Saturday 11 December 2010

Build a Windows Phone Game in 3 days – Day 1

After an unpromising start, Day 1 of my 3 day Build a Windows Phone 7 game challenge ended very satisfactorily. Here's how it unfolded:

9:16 - installed WP7 tools, downloaded XNA book, setup a BitBucket Mercurial repository, and created a Solution. We're off!

9:32 - trying to render my first 3D shape - found a great roadmap to XNA tutorials.

10:07 - Got a 3D spaceship animating on screen following this tutorial

11:12 - thrashing around a bit trying to find a modelling tool to build my own 3D shape. Tried TrueSpace and Autodesk's SoftImage Mod Tool. They all have such arcane and obtuse interfaces - might have spotted a gap in the market here! Found a tutorial on CodeProject about using Blender to create XNA models.

12:10 - at last, my own model bouncing around on screen. Created it using Wings3D - which isn't exactly an intuitive tool, but (to pay it a huge compliment) has the least difficult to use interface of any of the tools I've tried this morning. The results: WP7GamePic1Move over Electronic Arts!

14:16 - started researching how to extract the Mesh from my tile Model, so that I can combine them into Models representing shapes consisting of multiple tiles. Instead found a great insight from Sean Hargreaves: Models are archetypes: you only need one of each kind, and you can then draw it at multiple places with different transformations (I might have called them 3D Stencils, but I think "stencil" has a different meaning in the 3D community). With this guidance, created a Tile class with a reference to the Tile model, plus an Offset vector which can be used to generate a Translate transform to position the Model correctly when it is rendered on behalf of that Tile.
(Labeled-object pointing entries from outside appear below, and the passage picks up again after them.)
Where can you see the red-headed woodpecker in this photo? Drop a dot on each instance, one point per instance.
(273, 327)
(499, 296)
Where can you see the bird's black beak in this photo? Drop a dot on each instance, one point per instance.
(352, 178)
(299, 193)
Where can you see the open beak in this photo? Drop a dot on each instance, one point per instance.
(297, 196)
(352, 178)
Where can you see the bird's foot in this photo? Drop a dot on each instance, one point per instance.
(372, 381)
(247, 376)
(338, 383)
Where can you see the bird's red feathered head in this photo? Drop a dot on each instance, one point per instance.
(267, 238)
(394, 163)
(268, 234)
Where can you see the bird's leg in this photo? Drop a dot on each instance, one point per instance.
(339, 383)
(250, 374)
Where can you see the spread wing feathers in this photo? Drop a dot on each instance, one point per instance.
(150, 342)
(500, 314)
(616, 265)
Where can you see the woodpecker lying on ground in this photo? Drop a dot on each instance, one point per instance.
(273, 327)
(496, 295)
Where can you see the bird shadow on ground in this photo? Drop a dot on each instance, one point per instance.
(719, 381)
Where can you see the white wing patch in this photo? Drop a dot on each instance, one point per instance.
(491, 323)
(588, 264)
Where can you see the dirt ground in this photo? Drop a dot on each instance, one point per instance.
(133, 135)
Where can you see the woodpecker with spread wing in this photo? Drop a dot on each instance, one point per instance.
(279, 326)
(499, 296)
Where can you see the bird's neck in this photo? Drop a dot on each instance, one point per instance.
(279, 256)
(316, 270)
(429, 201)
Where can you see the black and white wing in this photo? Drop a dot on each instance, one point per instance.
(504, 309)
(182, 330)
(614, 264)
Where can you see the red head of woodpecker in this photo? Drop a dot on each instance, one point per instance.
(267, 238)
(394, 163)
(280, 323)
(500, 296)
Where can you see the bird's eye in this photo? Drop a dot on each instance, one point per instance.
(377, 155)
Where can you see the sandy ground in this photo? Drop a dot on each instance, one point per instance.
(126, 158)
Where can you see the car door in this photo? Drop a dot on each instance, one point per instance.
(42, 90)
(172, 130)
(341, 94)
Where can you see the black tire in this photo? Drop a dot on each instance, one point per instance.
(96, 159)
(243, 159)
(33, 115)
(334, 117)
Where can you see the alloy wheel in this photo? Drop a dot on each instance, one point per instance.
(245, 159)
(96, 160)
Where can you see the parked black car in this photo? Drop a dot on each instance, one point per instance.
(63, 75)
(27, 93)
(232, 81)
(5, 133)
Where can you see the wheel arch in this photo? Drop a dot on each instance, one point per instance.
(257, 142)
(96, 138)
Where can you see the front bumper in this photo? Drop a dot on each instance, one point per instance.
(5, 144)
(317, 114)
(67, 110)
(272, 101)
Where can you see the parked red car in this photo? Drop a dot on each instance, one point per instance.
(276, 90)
15:16– figured out how to transform shapes consisting of multiple tiles so that they move as a unit. It all boils down to Matrix multiplication. To position a particular Tile, first multiply together the matrices representing its own translations within the shape, then multiply the result by the matrix representing the transforms of the shape as a whole.  Or as one post in the forums very usefully put it:

Matrix Order = Scale x Local Translation x Local Rotation x World Translation x World Rotation

Isn’t Maths magic? Now look what I’ve got:

WP7GamePic2

16:09 – Thanks to the Input.Touch namespace I now have the shape responding to gestures. It will flip and spin at the swipe of a finger! Only trouble is, when the gesture is a Drag, the shape flips, then keeps on flipping. Turns out the problem is that in each call to my Update method I’m only reading one gesture from TouchPanel.ReadGesture, and the other multiple gestures that are generated by that single swipe get queued up -  only to be interpreted by my Update method in subsequent calls as further gestures. From the examples in Charles Petzold’s book I learn that in each call to the Update method I should ReadGesture until IsGestureAvailable returns false

17:05 – feeling rather chuffed. Just implemented a simple Storyboard class that allows me to schedule a series of animations, then play them back at the appropriate point as time progresses. I’ve now got multiple Shapes doing a little dance on screen.